MicroRNA-370 suppresses the progression and proliferation of human astrocytoma and glioblastoma by negatively regulating β-catenin and causing activation of FOXO3a

Abstract

Certain microRNAs (miRs) regulate the progression and metastasis of various cancer types. In the present study, the role of miR-370 in the progression and proliferation of human astrocytoma and glioblastoma cells was assessed and the underlying molecular mechanism was investigated. miR-370 levels in clinical specimens of human glioma and peritumoral tissues were determined by reverse-transcription quantitative PCR. Oligonucleotide mimics and inhibitors were transfected into the U-251MG human astrocytoma cell line and the and U-87MG glioblastoma cell line and the cell viability of was determined by an MTT assay. The expression of β-catenin and forkhead box protein (FOX)O3a was determined by western blot analysis. The results revealed that the expression of miR-370 in human glioma tissues was significantly decreased compared with that in peritumoral tissues. The miR-370 levels in patients with grade III/IV gliomas were significantly decreased compared with those in grade I/II. Transfection with miR-370 mimics inhibited the proliferation of U-251MG and U-87MG cells. Furthermore, the miR-370 levels were negatively correlated with β-catenin and positively correlated with nuclear FOXO3a. In conclusion, miR-370 inhibited the proliferation of human glioma cells by regulating the levels of β-catenin and the activation of FOXO3a, suggesting that miR-370 was a tumor suppressor in the progression of human astrocytoma and glioblastoma cells.
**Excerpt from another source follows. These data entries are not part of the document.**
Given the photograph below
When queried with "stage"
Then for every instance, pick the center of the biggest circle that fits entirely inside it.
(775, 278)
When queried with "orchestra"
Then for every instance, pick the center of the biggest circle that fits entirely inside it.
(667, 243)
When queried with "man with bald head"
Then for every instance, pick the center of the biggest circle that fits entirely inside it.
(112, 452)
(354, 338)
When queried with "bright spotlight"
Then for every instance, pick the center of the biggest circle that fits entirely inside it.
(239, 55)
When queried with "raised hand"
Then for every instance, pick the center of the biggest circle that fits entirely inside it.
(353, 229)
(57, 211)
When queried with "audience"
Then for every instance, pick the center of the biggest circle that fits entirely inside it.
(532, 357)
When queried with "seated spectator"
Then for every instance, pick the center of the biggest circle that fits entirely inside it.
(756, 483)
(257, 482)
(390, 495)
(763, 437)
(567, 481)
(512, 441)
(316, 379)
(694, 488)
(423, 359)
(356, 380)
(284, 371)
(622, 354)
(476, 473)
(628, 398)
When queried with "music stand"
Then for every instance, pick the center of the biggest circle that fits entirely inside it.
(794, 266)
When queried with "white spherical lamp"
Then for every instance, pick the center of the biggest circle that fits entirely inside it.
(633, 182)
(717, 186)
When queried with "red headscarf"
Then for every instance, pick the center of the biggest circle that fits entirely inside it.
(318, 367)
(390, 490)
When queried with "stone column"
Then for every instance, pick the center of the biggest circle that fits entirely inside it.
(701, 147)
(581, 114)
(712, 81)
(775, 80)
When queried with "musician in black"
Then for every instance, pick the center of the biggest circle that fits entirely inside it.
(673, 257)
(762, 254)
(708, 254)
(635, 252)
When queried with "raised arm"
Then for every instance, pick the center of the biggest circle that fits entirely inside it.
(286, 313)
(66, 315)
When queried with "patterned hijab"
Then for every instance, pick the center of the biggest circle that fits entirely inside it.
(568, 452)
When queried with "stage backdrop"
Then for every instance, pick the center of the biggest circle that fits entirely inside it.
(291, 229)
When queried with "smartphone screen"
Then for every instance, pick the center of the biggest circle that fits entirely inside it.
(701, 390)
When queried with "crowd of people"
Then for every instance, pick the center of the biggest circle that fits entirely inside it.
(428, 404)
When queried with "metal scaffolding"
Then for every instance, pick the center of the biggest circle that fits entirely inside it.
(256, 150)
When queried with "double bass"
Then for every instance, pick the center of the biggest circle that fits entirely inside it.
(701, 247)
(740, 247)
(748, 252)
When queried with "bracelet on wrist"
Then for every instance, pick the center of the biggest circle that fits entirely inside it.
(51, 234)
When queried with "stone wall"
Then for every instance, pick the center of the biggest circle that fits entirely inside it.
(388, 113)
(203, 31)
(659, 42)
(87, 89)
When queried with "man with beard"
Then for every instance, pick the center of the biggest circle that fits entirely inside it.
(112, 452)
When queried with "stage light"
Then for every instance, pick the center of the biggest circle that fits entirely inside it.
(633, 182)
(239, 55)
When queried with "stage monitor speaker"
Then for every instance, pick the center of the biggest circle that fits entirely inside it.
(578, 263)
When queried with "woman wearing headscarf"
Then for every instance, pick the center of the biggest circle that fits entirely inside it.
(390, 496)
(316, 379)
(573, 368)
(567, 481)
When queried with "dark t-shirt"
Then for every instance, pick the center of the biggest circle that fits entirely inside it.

Keywords: forkhead box protein O3a; gliomas; microRNA-370; β-catenin.

Figure 1.

(A) miR-370 levels in 8 clinical specimens of glioma and paired peritumoral tissues as determined by reverse-transcription quantitative polymerase chain reaction. miR-370 levels in glioma tissues were downregulated compared with those in peritumoral tissues. **P<0.01. (B) miR-370 expression in grade I/II and grade III/IV gliomas as well as paired peritumoral tissue was negatively associated with the glioma grade. Values are expressed as the mean ± standard deviation (n=8 per group). **P<0.01 and ***P<0.001, compared with peritumoral tissues.^#P<0.05, compared with grade I/II. miR, microRNA; Ctrl., control (peritumoral tissue).

Figure 2.

miR-370 expression is decreased in U-87MG human glioblastoma and U-251MG astrocytoma cell lines as well as in astrocytes (normal controls). The levels of miR-370 were detected by reverse-transcription quantitative polymerase chain reaction. **P<0.01, compared with astrocytes. miR, microRNA.

Figure 3.

Aberrant expression of β-catenin and FOXO3a in human glioma and peritumoral tissues as determined by western blot analysis. (A) Western blot images of three pairs of glioma (grade I/II) and peritumoral tissues are presented. (B) Quantified expression levels of β-catenin and FOXO3a. **P<0.01 compared with paired peritumoral tissues. Ctrl., control; FOX, forkhead box protein.

Figure 4.

Transfection with miR-370 mimics suppresses the proliferation of (A) the U-251MG astrocytoma cell line and (B) the U-87MG human glioblastoma cell line. The viability of negative control or miR-370 mimics-transfected cells was determined by an MTT assay at 1, 2, 3, 4 and 5 days. *P<0.05, **P<0.01, compared with negative control group. miR, microRNA; Ctrl., control; d, days.

Figure 5.

Transfection of miR-370 mimics inhibits β-catenin and c-myc expression in U-251MG cells. (A) Cells were transfected with miR-370 mimics or negative controls for 48 h. The levels of β-catenin and c-myc were determined by western blot analysis. (B) The ratios of β-catenin and c-myc were presented in a bar graph. **P<0.01, compared with the negative control group. miR, microRNA; Ctrl., control.

Figure 6.

Transfection of miR-370 mimics leads to a decrease of phosphorylated FOXO3a and accumulation of FOXO3a in the nuclei of U-251MG cells. Cells were transfected with miR-370 mimics or negative controls for 48 h. (A) The levels of phosphorylated FOXO3a and total FOXO3a were detected by western blot analysis. β-actin was used as internal reference. (B) Nuclear FOXO3a was determined by western blot analysis in miR-370 mimics- and negative control-transfected cells. Lamin B1 was used as internal reference gene in the experiment. Ctrl., control; FOX, forkhead box protein; miR, microRNA.